Karmen Fouché

Personal information
- Nationality: South African
- Born: 2 January 2003 (age 23)

Sport
- Sport: Athletics
- Event(s): Long jump, Triple jump, Heptathlon

Achievements and titles
- Personal best(s): Long jump: 6.56m (Sasolburg, 2023) Triple jump: 13.14m (Pretoria, 2024)

= Karmen Fouché =

South African athlete (born 2003)

Karmen Fouché (born 2 January 2003) is a South African track and field athlete. In 2024, she became national champion in the triple jump and in 2025 she won the South African Championships title in the heptathlon.

==Early life==
She attended Potchefstroom Gimnasium in North West.

==Career==
She made a personal best long jump of 6.32 meters at the 2021 World Athletics U20 Championships in Nairobi. In April 2022, she won the South African U20 long jump title. She had a top-5 finish at the African Athletics Championships in Mauritius in June 2022. She finished sixth in the long jump at the 2022 World Athletics U20 Championships in Cali, Colombia.

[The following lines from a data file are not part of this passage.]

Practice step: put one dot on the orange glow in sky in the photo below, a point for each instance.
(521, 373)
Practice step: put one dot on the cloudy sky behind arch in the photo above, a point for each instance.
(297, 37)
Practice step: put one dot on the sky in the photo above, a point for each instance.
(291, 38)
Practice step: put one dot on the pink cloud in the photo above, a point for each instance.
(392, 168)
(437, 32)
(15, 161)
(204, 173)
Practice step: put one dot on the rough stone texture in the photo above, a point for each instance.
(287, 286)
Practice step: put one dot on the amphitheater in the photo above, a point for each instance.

In March 2023, she was named jumps athlete of the year by Modern Athlete. That month, Fouché took silver in the women's long jump at the senior South African Athletics Championships.

In March 2024, she finished runner up in the long jump at the South African U23 Track and Field Championships, at the Pilditch Stadium in Pretoria behind Danielle Nolte. In April 2024, she became the national champion in the triple jump at the South African Athletics Championships in Pietermaritzburg.

On 12 April 2025, she jumped 6.51 meters to finish second in the long jump behind World Indoor Champion Claire Bryant, on the World Athletics Continental Tour in Gaborone, Botswana. Later that month, she won the South African Championships heptathlon title in Potchefstroom.